Belajar dari Kasus Nurhayati: Penyidik Tak Cermat Bisa Disanksi?
Nurhayati (tengah) saat menunjukkan surat SKP2 dari Kejaksaan Negeri Kabupaten Cirebon, Jawa Barat, Rabu (2/3/2022). (ANTARA/Khaerul Izan)

tirto.id - Selasa, 1 Maret 2022, Polri menghentikan kasus Nurhayati. Nurhayati adalah bendahara keuangan di Desa Citemu, Kabupaten Cirebon yang jadi tersangka dugaan korupsi. Padahal ia adalah pelapor dugaan rasuah yang dilakukan oleh Kepala Desa Citemu, Supriyadi.

Nurhayati mengaku meluangkan waktu dua tahun untuk pengusutan kasus ini, tapi akhir Desember 2021, polisi menetapkannya sebagai tersangka berdasar petunjuk Kejaksaan Negeri Kabupaten Cirebon. Berkas perkara Supriyadi dan Nurhayati dalam dugaan korupsi penggunaan Anggaran Pendapatan dan Belanja Desa di Desa Citemu pun dinyatakan P21 alias lengkap.

Kasus ini menggugah nalar publik. Pihak kepolisian dan kejaksaan bertemu untuk membahas perkara tersebut. Hasilnya, mereka sepakat menyetop kasus Nurhayati. Kemarin malam, di Polres Cirebon, berlangsung pertemuan antara Kepala Kejaksaan Negeri Cirebon dan Kapolres Cirebon.

Pertemuan tersebut dalam rangka tahap II (penyidik menyerahkan tersangka dan barang bukti agar dapat dilanjutkan proses persidangan), namun Nurhayati tidak menghadiri kegiatan itu lantaran tengah isolasi mandiri. Maka tahap II dilakukan secara daring bagi si tersangka.

Pertemuan itu juga sebagai tindak lanjut Kejaksaan Agung dan Bareskrim Polri usai melakukan gelar perkara pada 25 Februari 2022. “Kesimpulan gelar menyatakan Nurhayati ada perbuatan melawan hukum, tapi tidak ada niat jahat,” kata Dirtipidkor Bareskrim Brigjen Pol Cahyono Wibowo, di Mabes Polri, Selasa (1/3/2022).

Bahkan Kejaksaan Agung juga melaksanakan gelar perkara serupa, hasilnya ‘ada ketidakcermatan penyidik’, maka Kejaksaan Tinggi Jawa Barat melakukan eksaminasi.

Kadiv Humas Polri Irjen Pol Dedi Prasetyo merespons perihal ketidakcermatan itu. Ia berpendapat, selain hukum acara pidana, Korps Bhayangkara memiliki Undang-Undang Polri, begitu juga Korps Adhyaksa yang dinaungi oleh Undang-Undang Kejaksaan.
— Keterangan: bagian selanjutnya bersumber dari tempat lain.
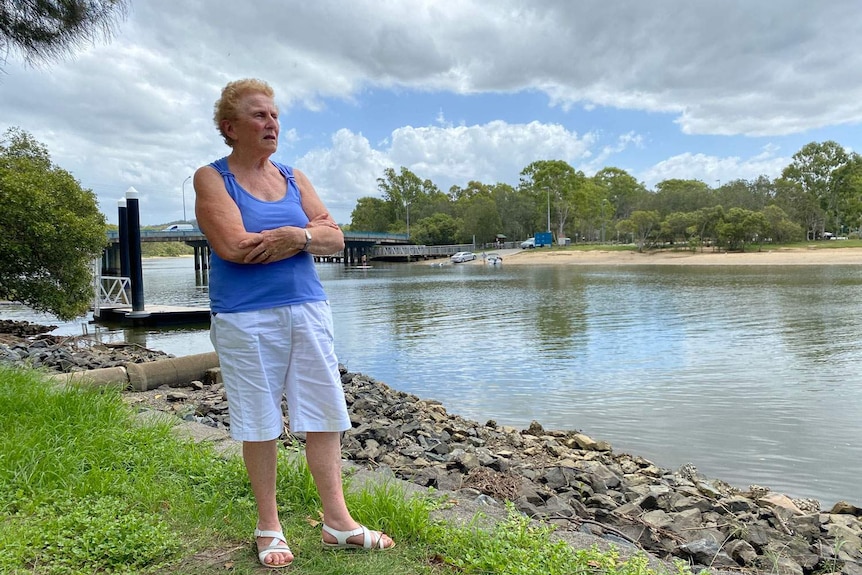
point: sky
(454, 90)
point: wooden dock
(153, 315)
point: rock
(708, 553)
(842, 507)
(560, 476)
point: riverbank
(563, 477)
(814, 255)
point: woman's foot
(358, 538)
(272, 549)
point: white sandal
(277, 545)
(368, 539)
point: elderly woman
(271, 323)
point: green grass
(86, 489)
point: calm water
(750, 373)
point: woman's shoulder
(288, 171)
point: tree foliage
(821, 190)
(47, 29)
(52, 230)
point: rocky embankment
(563, 477)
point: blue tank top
(246, 287)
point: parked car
(462, 257)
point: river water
(752, 374)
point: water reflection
(749, 373)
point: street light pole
(184, 198)
(604, 201)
“Masalah penafsiran terhadap peristiwa hukum itu tidak mungkin sama,” ucap Dedi, Selasa. Penafsiran penyidik Polres Cirebon dalam kasus ini ialah Nurhayati bertindak melawan hukum, tapi tidak ada niat jahat. Alias si tersangka hanya melanggar administratif, tapi tidak ditemukan mens rea (sikap batin pelaku saat melakukan perbuatan).
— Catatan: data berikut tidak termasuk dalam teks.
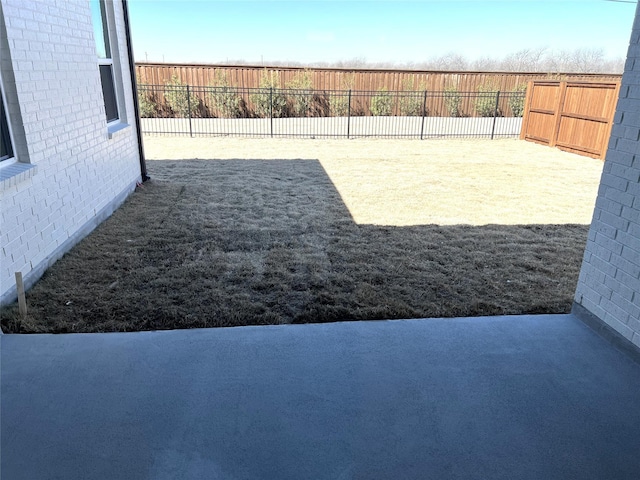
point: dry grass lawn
(293, 231)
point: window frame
(7, 131)
(110, 50)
“Apa yang dilanggar? (Yaitu) peraturan Kementerian Dalam Negeri terkait tata kelola penggunaan APBD Desa. Ketika bicara kasus ini, kami bicara hukum. Tidak hanya bicara keadilan umum, tapi juga bicara tentang keadilan sosial. Kami tidak hanya mengejar kepastian hukum, tapi keadilan dan kemanfaatan hukum juga diperhitungkan,” terang Dedi.

Dedi menambahkan, “Tidak ada yang salah, dalam hal ini kecermatan penafsiran terhadap suatu perkara pidana tidak mungkin sama.” Tindak lanjut berikutnya, kejaksaan akan menerbitkan Surat Ketetapan Penghentian Penuntutan (SKP2).

Kelemahan KUHAP, Kerugian Rakyat

Dosen Hukum Pidana Fakultas Hukum Universitas Brawijaya, Fachrizal Afandi berpendapat, kasus ini adalah bukti lemahnya Kitab Undang-Undang Hukum Acara Pidana (KUHAP) yang membedakan proses penyidikan dan penuntutan secara terpisah. Selama ini, istilah ‘polisi masak, jaksa tinggal makan’ tercermin dalam penerapannya.

“Artinya selama ini proses pengumpulan bukti, penetapan tersangka, murni ditentukan oleh penyidik secara vertikal (dari bawahan ke atasan). Padahal penetapan tersangka, pengumpulan alat bukti akan dibawa ke persidangan,” terang Fachrizal kepada Tirto, Rabu (2/3/2022).

“Apakah bukti itu bisa meyakinkan hakim? Bukan bukti dan penetapan tersangka untuk meyakinkan atasan,” sambung Fachrizal. Semestinya, bila penyidik yakin ada seseorang yang jadi tersangka berdasar bukti, maka penyidik berkonsultasi dengan kejaksaan, sejak awal.

Pastinya jaksa itu yang kerap menangani perkara di persidangan, kira-kira dengan kecukupan bukti tersebut apakah tuntutan dan dakwaan bisa diterima oleh hakim? Bila kemungkinannya rendah, maka tak perlu ada penuntutan, tak perlu ada penetapan tersangka, bahkan setop saja perkaranya. Penetapan tersangka cum upaya paksa selalu berkaitan dengan pembuktian di meja hijau, bukan diskresi pimpinan kepolisian.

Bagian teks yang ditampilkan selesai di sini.